In this riveting narrative, Jeff Guinn examines Jones’s life, from his extramarital affairs, drug use, and fraudulent faith healing to the fraught decision to move almost a thousand of his followers to a settlement in the jungles of Guyana in South America. Guinn provides stunning new details of the events leading to the fatal day in November, 1978 when more than nine hundred people died—including almost three hundred infants and children—after being ordered to swallow a cyanide-laced drink.

Guinn examined thousands of pages of FBI files on the case, including material released during the course of his research. He traveled to Jones’s Indiana hometown, where he spoke to people never previously interviewed, and uncovered fresh information from Jonestown survivors. He even visited the Jonestown site with the same pilot who flew there the day that Congressman Leo Ryan was murdered on Jones’s orders. The Road to Jonestownis the definitive book about Jim Jones and the events that led to the tragedy at Jonestown.
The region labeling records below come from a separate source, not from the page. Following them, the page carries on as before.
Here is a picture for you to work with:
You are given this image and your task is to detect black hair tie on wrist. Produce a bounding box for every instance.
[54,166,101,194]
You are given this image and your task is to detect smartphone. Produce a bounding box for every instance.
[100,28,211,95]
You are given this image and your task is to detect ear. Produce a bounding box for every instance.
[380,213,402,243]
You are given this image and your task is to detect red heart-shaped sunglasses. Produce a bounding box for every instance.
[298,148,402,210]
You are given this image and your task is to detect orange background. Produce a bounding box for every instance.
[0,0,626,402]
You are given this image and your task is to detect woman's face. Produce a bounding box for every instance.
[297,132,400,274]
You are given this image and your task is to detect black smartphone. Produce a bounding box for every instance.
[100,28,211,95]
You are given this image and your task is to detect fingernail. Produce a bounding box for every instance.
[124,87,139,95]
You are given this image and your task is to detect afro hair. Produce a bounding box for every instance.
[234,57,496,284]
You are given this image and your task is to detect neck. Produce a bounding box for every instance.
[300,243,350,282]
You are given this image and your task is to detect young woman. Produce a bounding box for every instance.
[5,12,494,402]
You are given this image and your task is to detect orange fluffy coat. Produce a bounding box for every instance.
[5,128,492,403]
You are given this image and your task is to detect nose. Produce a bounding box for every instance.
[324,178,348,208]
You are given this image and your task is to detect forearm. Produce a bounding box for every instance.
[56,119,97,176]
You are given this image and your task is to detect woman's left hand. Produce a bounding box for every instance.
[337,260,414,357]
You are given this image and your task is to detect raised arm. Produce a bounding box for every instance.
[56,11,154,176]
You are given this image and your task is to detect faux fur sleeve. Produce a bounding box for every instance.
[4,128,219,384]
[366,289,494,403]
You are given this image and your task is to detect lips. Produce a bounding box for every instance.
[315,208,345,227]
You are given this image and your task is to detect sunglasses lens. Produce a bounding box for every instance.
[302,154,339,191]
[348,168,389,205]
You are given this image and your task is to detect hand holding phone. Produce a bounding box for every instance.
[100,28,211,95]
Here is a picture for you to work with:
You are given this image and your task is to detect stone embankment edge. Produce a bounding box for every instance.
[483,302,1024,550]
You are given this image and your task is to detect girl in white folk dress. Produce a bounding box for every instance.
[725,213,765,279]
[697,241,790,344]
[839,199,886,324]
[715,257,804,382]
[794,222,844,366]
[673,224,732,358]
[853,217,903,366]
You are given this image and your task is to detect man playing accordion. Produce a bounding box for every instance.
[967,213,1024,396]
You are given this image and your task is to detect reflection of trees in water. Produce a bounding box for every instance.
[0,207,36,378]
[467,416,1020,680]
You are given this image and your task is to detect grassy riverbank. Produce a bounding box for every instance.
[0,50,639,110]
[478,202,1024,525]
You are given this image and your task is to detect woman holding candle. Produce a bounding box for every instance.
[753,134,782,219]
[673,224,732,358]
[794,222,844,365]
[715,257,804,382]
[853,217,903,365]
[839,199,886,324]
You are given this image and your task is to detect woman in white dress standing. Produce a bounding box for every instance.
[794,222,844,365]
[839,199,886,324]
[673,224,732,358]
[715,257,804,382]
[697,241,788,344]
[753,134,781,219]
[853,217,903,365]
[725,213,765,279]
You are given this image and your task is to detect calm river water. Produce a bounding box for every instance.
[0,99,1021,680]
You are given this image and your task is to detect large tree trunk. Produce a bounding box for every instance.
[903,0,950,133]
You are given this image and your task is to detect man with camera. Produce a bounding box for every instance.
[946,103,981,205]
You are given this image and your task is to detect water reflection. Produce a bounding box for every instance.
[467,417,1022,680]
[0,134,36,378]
This is probably the most hyped up nonfiction book of the year, and I have been wanting to read it since it came out. But every time I went to my library, the damn thing was checked out, until recently. Like most people, I don't really know much about Jonestown apart from the fact that it was a cult and Kool-Aid references (always wondered how that brand got away from that). Well, now I know more than I think I ever needed to about Jim Jones and his Peoples Temple.

I was also super impressed that Jim Jones Jr gave the book a positive review on the back. Blurbs never draw me because I rarely trust them, but Guinn definitely chose the right one to put on the back. 

I always thought it was funny that cults were a big thing in the 1960s, a time widely billed as the age of individuality, and also that those individuals were the ones to fall prey to cults. The Road to Jonestown reminded me of this because the main people Jones targeted weren't uneducated, backwoodsy people (usually the cult member stereotype) but instead urban blacks and college-educated whites who embraced him and the uneducated who viewed him with scorn. The book points us to the idea that he targeted the idealist in them, the people who fervently believe or want to believe in some ideal society. 

The book's biggest strength, though, is that it doesn't try and paint Jim Jones and by extension The Peoples Temple as being all bad, instead, it doesn't hesitate to show that there was a lot of good done by the people of The Peoples Temple. Jones' biggest failure, it would seem, was leaving Indianapolis. He did appear to have a genuine interest in helping raise people up, and he was an effective preacher. He could have become a white, 60s version of someone like Al Sharpton, and if he moved further down south he probably could have been even more successful (of course, this is all provided he got those serious mental problems under control). I mean, sure, maybe he wouldn't have been well liked and most people would still think of him as being a snake oil salesman, but what evangelist preacher isn't even a little bit shady? But once he left for Brazil and then California, everything fell apart for him.

This is an impeccably researched and easy to read nonfiction novel, a perfect one-stop book for those even a little bit interested in Jim Jones. Seriously, forget the Wikipedia page and YouTube documentaries, this book has everything you could ever want to know and much you didn't ever even need to know. Highly recommended.